“So much rejection in every connection I make”, cantan los Counting Crows, un grupo que solo quienes se sienten orgullosos de su estulticia desprecian. Discúlpenme, pero si algo conozco bien es el rechazo, y puedo decirles que hay casos en los que ni el dinero basta para solucionarlo. Al eRRe, por ejemplo, en la escuela le llegó a pasar que los niños ricos lo rechazaban por no vestir como ellos y que los pobres lo veían como pequeñoburgues (whatever that means en la secundaria). Lejos de intentar adaptarse a uno de los grupos, esta dicotomía sirvió para reforzar el espíritu aguerrido del eRRe, casi nos atreveríamos a decir que “rebelde” si la palabra no implicara connotaciones tan monumentales televisivamente hablando. Mal consejo muchachos. La rebeldía queda muy cool para la mocedad, pero ya con años encima uno debe aceptar que se ve ridículo, como despeinado y sin rumbo. A veces por inercia sucede que uno lleva la contraria hasta en cosas con las que está de acuerdo, hasta en cosas en las que cualquier otro día uno admitiría que está siendo un completo pendejo, “así es el calor”, nos dirían los Abuelos de la Nada. I only hurt the people I love, aludiendo de nuevo a los Counting Crows.
No menos cierto es que hay personas para las que el rechazo se vuelve algo tan común que cuando sucede lo contrario los toma por sorpresa e incluso les resulta incómodo. Es algo igual que cuando uno está a toda madre acurrucadito en un sillón a oscuras y alguien entra a la habitación prendiendo la luz de sopetón.
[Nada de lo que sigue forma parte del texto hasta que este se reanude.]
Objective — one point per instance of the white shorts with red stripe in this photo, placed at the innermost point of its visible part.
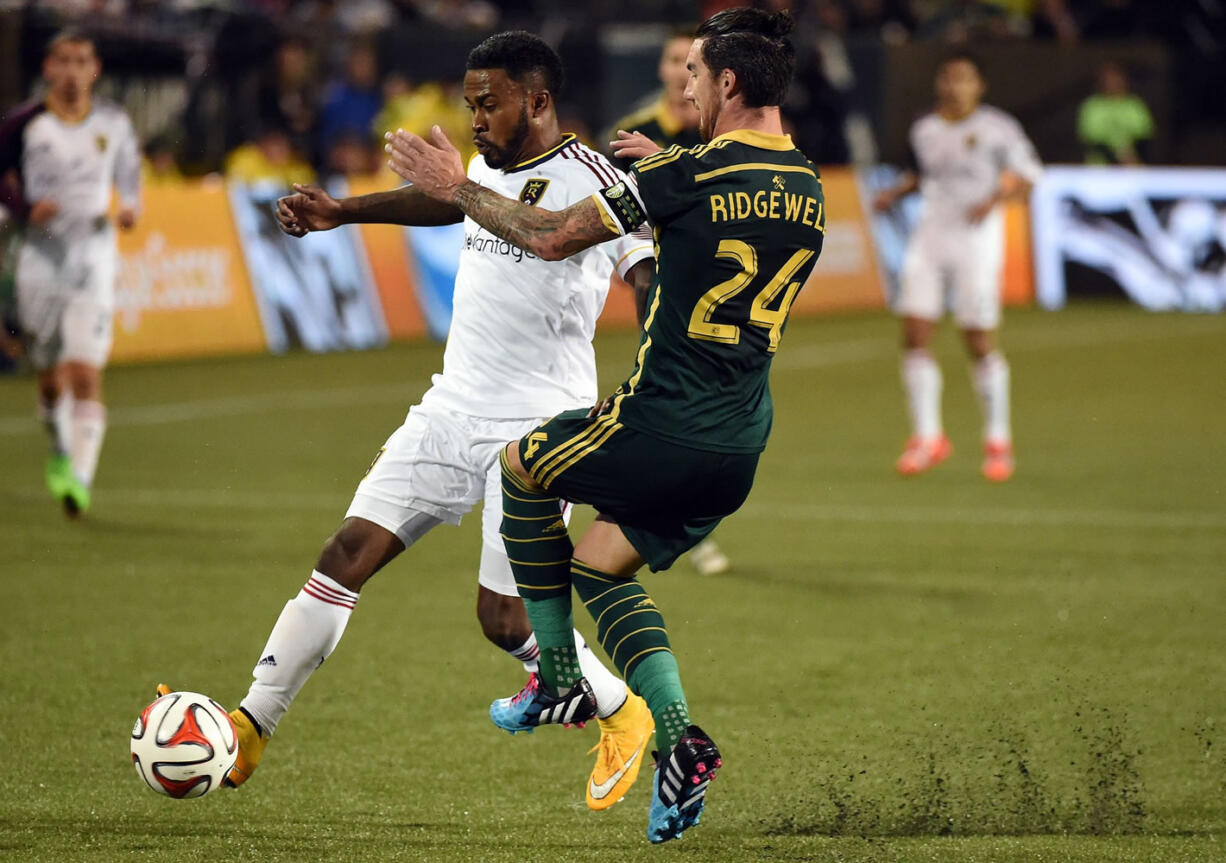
(432, 471)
Uno patalea y vocifera ajos y cebollas… hasta que los ojos dejan de arder.
¿Cuáles serán las rolas más adecuadas para un día de rechazo, lo cual casi equivale a decir un día en que todo sale mal? Mi voto va para “Terrible Lie”, de Nine Inch Nails; “The Boy With The Thorn on His Side”, de los Smiths; “Siempre puedes olvidar”, de Charly García…
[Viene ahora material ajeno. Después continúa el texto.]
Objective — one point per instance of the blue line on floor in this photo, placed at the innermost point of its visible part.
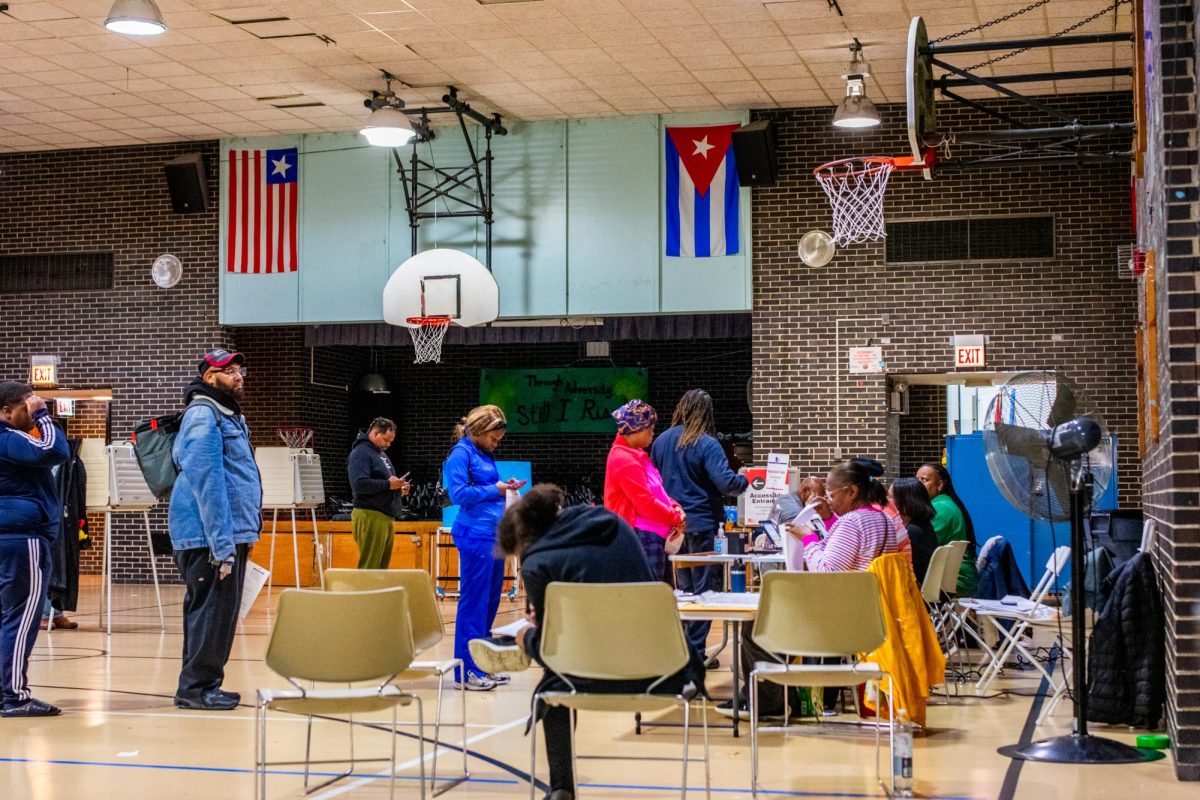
(231, 770)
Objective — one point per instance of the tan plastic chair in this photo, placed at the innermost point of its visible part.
(427, 631)
(616, 631)
(819, 614)
(327, 637)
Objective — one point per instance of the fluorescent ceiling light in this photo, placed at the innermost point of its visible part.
(136, 18)
(388, 127)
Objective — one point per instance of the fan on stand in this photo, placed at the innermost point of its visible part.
(1050, 453)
Heme aquí de nuevo, envuelto entre las nubes del rechazo. It almost feels like home… but just almost… En las películas de uno, uno siempre es el matón que vence al resto de los tiradores del Oeste. Las canciones de uno las canta uno y hablan de uno y uno es el invariable héroe. Pero allá afuera, como dice Andrés Calamaro en “5 minutos (minibar)”, primer sencillo de La lengua popular, su nuevo disco: “allá afuera todo el mundo va armado”. Y a cambio de salir, solo queda escribir, contarse historias, irse quedando dormido.